Jasmine, a black femme with brown skin and shaved head, looks straightforward.
Jasmine Hearn by Hayim Herron. Jo Stewart by Jonathan Herrera Soto.

Conversations Without Walls: Jasmine Hearn & Jo Stewart

Livestream: Saturday, October 24 at 12pm ET

RSVP HERE

YouTube link will be sent to registrants on Saturday morning prior to the livestream, and will be posted on our website, Facebook, Instagram, and Twitter (@DanspaceProject).

Choreographer and performer, Jasmine Hearn, joins poet and theater-maker, Jo Stewart, in a conversation that frames remembering as a practice of making and conjuring worlds. The two will discuss how each, in their own distinct bodies of work and in their ongoing collaborations, activate the double function of memory: to recall other realms-pasts-voices-spirit as well as “prepare community for the future.” 

This Conversation Without Walls, facilitated by Associate Curator, Public Engagement, Seta Morton, will hinge on what it might mean to invent memory and to keep memory, as the artists endeavor to record, score, and notate aliveness in performance for personal and institutional archives. Hearn will elaborate on their methodology of remembering and recording their work in a wide range of overlapping modalities, an approach they developed while in collaboration with their grandmother, Claudette Johnson. Stewart will discuss resisting the historic task of dance notation while writing a performance score in verse—a response to Hearn’s virtual work, Pleasure Memory, presented as part of the exhibition Black Women as/and the Living Archive curated by Tsedaye Makonnen. This Conversation Without Walls will find these artists during a shared residency hosted by Brown Arts Initiative at Brown University as they continue their embodied and collaborative research into the potential of memory and its twin, the archive.

The CWW digital series are pre-recorded and will be streamed on YouTube and archived on the Danspace Project online Journal.

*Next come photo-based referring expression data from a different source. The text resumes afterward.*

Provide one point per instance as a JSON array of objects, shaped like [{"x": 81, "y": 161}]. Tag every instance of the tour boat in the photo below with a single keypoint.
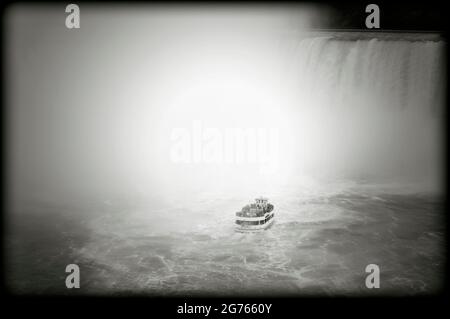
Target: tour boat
[{"x": 256, "y": 216}]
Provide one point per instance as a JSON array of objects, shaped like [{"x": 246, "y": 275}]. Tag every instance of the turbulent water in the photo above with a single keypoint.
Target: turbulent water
[{"x": 379, "y": 101}]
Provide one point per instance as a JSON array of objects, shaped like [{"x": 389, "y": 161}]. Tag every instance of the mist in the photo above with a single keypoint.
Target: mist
[{"x": 91, "y": 112}]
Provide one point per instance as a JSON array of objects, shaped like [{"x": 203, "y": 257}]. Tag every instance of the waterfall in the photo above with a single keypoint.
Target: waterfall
[{"x": 369, "y": 106}]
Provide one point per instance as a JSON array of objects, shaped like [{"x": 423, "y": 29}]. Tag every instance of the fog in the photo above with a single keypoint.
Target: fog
[{"x": 91, "y": 112}]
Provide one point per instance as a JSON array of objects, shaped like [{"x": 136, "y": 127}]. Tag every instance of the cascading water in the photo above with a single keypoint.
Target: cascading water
[{"x": 369, "y": 106}]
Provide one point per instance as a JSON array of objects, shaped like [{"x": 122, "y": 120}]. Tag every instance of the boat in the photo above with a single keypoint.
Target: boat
[{"x": 256, "y": 216}]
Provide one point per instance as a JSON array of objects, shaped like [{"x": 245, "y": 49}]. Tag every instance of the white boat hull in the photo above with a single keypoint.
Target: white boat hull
[{"x": 245, "y": 224}]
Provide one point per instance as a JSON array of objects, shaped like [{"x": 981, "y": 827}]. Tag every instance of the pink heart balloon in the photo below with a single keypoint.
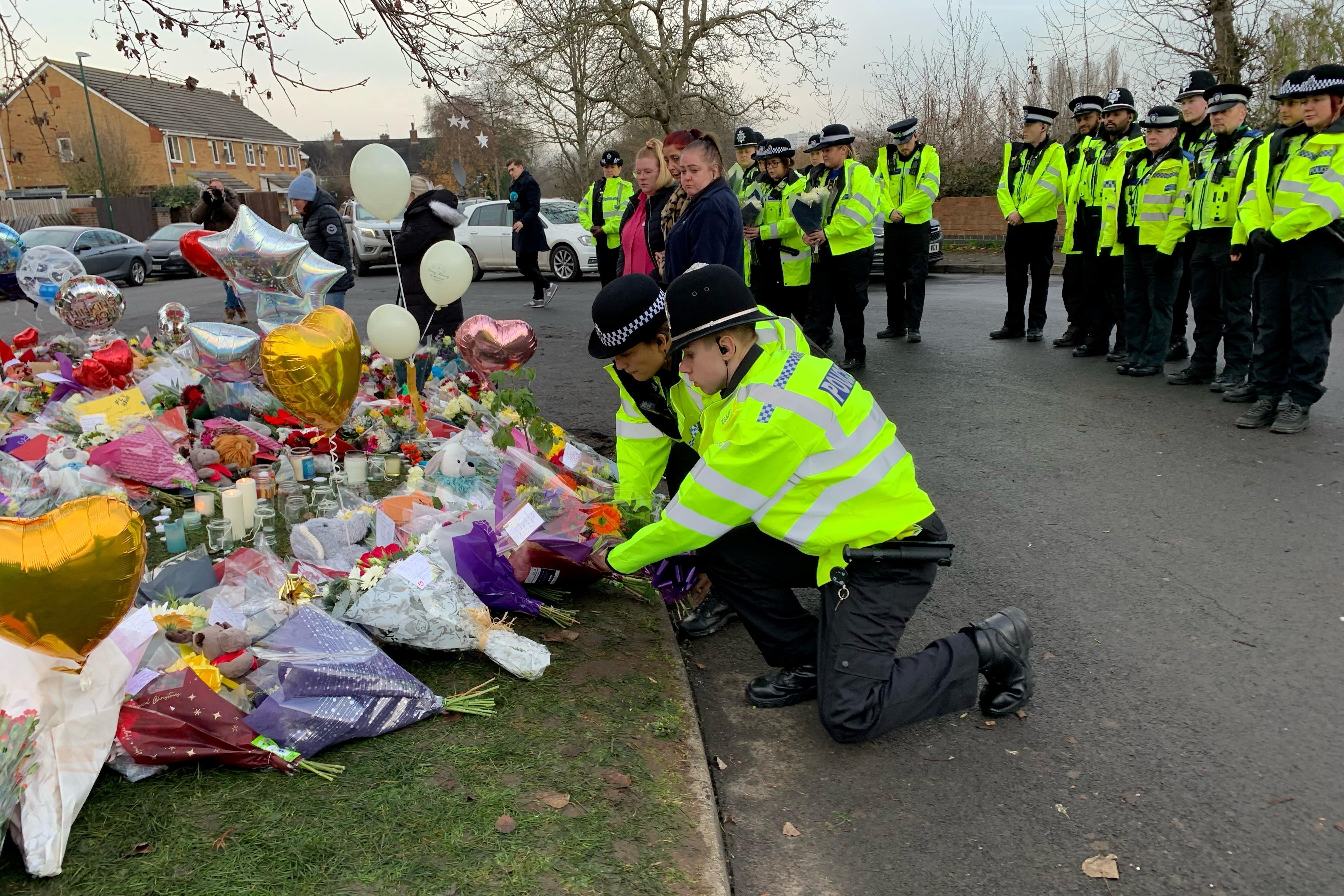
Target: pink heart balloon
[{"x": 490, "y": 346}]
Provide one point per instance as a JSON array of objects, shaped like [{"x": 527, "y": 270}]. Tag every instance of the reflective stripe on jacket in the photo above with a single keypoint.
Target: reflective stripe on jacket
[
  {"x": 908, "y": 186},
  {"x": 804, "y": 452},
  {"x": 616, "y": 197},
  {"x": 1033, "y": 181}
]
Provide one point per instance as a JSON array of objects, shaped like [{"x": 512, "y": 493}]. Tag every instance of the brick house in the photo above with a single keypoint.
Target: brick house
[{"x": 169, "y": 133}]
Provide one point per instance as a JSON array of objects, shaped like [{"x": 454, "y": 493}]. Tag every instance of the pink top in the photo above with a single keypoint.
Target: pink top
[{"x": 636, "y": 248}]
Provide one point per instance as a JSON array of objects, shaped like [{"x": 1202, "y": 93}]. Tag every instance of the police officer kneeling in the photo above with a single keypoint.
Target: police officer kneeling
[{"x": 800, "y": 471}]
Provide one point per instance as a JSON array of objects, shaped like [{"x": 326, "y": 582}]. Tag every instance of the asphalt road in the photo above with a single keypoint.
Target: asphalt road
[{"x": 1183, "y": 579}]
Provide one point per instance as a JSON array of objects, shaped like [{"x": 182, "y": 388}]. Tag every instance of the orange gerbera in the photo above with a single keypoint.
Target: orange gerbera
[{"x": 604, "y": 519}]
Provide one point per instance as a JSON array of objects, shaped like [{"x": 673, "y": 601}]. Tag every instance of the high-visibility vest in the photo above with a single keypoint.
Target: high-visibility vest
[
  {"x": 908, "y": 185},
  {"x": 1152, "y": 198},
  {"x": 777, "y": 223},
  {"x": 849, "y": 225},
  {"x": 643, "y": 445},
  {"x": 1215, "y": 183},
  {"x": 1299, "y": 183},
  {"x": 804, "y": 452},
  {"x": 1082, "y": 160},
  {"x": 616, "y": 197}
]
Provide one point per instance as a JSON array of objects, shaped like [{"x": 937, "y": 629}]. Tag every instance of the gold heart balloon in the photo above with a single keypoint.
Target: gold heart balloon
[
  {"x": 312, "y": 367},
  {"x": 69, "y": 577}
]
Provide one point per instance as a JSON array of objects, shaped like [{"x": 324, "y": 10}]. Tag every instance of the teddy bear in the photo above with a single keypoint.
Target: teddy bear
[
  {"x": 226, "y": 648},
  {"x": 334, "y": 545}
]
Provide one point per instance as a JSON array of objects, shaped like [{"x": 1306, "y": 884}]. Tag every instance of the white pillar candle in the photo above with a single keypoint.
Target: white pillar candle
[
  {"x": 357, "y": 468},
  {"x": 233, "y": 511},
  {"x": 248, "y": 488}
]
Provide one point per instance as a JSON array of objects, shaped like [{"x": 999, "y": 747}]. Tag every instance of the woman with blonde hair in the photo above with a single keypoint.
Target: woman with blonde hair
[{"x": 642, "y": 225}]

More about Conversations Without Walls


Accessibility: This program will be captioned.

Jasmine Hearn is from the land of the Karankawa and Atapake people, now known as Houston, TX. A curator, director, choreographer, organizer, teaching artist, and a 2017 Bessie award winning performer, she is currently a company member with Urban Bush Women and a 2019 Jerome Foundation Jerome Hill Fellow. Jasmine also creatively collaborates with Alisha B. Wormsley, Vanessa German, Holly Bass, Jennifer Nagle Myers, and Solange Knowles.

Jo Elizabeth Stewart is a poet and theater maker. She uses a combination of gesture, voice, and text to make performance that investigates entrapment, borders, and freedom. Using poetic texts as a model, her performance works diverge from linear storytelling traditions. Poetic devices acquire concrete dimensions: em-dashes are rendered as barriers, enjambed lines as windows. From the architecture of each story emerges spaces of captivity and the possibility of freedom. She looks to the dead, unborn, flora, and animal life as guides and protagonists in these stories. By asking these beings to speak through her work, she strives to free them from objecthood, thereby freeing herself from objectification and offering the radical imagining of a borderless world. Jo was a recent member of Meredith Monk & Vocal Ensemble, rehearsing and touring Cellular Songs from 2017-2019. Stewart is currently a cross-disciplinary MFA candidate in the Literary Arts program at Brown University.